Quand on est gosse, on ouvre la paume de nos petites mains sans hésitation
Pour faire glisser nos doigts sur nos lignes de vie avec une enfantine précision
C’est comme si un bolide y était lancé à tout moteur et à toute vitesse,
Persuadés que tout ira bien malgré les chicanes et les chemins de traverse.
En grandissant, on ferme les poings avec une troublante émotion,
On ravale nos rêves et on éclate nos certitudes sur un quotidien d’aversion.
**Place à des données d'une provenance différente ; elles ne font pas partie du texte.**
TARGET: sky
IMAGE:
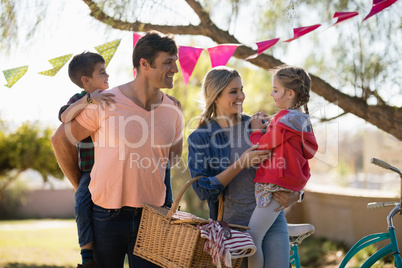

Celui du marché du travail, des missions d’intérim et des emplois précaires,
Sur les fins de mois qui commencent le dix pour vingt jours de galère.
On signe les yeux fermés des Contrats à Démultiplication du Désastre,
En se disant qu’il vaut mieux ça à un RMI qui nous castre.
On saisit au hasard des offres raisonnables, parce qu’il faut bien être terre à terre,
Y’a pas à dire, les temps sont durs pour les utopistes et les précaires.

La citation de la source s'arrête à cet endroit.